ルーベンは話しが聞こえる少し離れた位置に移動する。
まず父ロキが声を上げる。
「皆急ぎ集まってもらい感謝する。まずは1番の危機は脱した。ご苦労だった。感謝する。」
村長が答える。
「いやはや、感謝するのはワシらの方じゃよ。村人皆、思っておる。感謝を…助けに来てくれた皆に感謝を申し上げる。」
「いや騎士として当たり前の事です。この戦いが終わったら、礼は冒険者達や村の人に言って下さい。………それより我々よりマヤの森に詳しい。皆さんに聞きたいことがあり集まってもらいました。気が付いたことでもいいです。話して下さい。」
…………話しが進んでいく。
村長が話す。
「うむ。確かに異常じゃ。ワシが知る限り魔物が森から出てきても、せいぜいが数匹程度。マヤの森は魔素が多い。魔物は魔素の多い場所を好むからの。森の中で何かがあったとしか考えられん。」
冒険者が答える。
「今日もマヤの森に潜っていたが、突然森の奥から魔物が湧いてきたんだ。何かあるなら森の奥だろう。」
「それなら奥からナワバリを奪われて逃げてきたとか?」
「確かに今日戦った魔物は低級魔物だわ。強い魔物にナワバリを奪われての可能性があるわ。」
「それは考えたが、あの数だぞ。それに日が暮れて森に帰った魔物もいたじゃないか。」
「確かに……。」
「俺もいいか?普段よりも魔物が強くなってなかったか?」
「それは感じたわ。」
「そうだな。若干だが、パワーもスピードも普段より上がっていた気がするな…。」
「それに…そもそもなんでエナ村を襲うのか。
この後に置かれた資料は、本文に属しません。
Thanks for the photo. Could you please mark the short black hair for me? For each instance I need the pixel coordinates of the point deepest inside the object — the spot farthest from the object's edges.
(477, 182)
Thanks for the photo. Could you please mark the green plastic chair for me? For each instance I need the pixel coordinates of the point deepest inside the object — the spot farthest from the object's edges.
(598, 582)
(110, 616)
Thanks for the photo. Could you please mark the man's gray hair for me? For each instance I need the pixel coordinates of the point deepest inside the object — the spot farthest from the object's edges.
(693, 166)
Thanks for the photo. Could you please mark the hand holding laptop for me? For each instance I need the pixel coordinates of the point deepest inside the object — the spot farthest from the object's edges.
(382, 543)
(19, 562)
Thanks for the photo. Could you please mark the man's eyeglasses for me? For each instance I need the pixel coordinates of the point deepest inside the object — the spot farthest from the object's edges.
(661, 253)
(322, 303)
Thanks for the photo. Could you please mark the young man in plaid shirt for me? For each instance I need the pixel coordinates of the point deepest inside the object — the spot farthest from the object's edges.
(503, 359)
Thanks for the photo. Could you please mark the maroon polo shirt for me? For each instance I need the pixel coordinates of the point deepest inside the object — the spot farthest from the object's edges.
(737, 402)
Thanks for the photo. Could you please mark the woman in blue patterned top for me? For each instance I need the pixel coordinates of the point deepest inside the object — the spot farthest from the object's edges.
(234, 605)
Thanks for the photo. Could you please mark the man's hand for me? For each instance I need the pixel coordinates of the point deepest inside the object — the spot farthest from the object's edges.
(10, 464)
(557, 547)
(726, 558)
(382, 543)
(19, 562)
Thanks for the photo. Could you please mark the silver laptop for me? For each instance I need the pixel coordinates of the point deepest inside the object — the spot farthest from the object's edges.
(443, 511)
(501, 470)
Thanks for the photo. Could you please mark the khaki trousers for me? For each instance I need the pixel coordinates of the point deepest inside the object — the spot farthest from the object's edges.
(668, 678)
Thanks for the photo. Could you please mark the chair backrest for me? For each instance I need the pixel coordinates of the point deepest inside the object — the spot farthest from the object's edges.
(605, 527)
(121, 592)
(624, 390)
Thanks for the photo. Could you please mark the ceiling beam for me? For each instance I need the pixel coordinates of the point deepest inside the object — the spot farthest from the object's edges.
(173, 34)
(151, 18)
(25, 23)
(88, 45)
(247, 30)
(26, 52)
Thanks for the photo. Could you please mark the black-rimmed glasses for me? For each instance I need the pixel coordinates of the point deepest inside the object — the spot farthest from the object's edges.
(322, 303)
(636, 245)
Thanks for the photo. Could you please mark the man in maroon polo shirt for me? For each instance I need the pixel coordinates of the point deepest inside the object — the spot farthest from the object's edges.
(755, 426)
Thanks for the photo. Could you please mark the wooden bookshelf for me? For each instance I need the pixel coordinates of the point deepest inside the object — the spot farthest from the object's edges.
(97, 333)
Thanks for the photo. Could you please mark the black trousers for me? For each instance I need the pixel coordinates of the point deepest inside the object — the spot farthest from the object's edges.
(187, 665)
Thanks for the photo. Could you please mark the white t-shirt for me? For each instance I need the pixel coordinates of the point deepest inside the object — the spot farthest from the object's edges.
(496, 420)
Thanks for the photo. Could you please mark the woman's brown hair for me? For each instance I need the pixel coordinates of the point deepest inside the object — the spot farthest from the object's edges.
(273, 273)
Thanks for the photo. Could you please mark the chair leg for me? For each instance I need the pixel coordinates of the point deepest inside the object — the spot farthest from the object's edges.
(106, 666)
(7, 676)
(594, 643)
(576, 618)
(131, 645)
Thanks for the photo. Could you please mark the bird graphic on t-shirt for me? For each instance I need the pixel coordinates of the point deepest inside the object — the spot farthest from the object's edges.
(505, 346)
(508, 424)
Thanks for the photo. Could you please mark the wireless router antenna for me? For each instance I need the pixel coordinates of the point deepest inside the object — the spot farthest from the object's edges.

」
「そんなの決まってる!人を食う為だろ!」
………話しが進んでいるようで進まない。
少し離れた所から少年が口を開いた。
「あのー。」
ルーベンの事を知らないのは一部の冒険者。
この部屋に子供がいるのは分かっていたが、話し合いには参加していなかったし。騎士団の人達も特に何も言わない為。気にするのは辞めていた。そこでいきなり少年が話しに加わってきたのだ。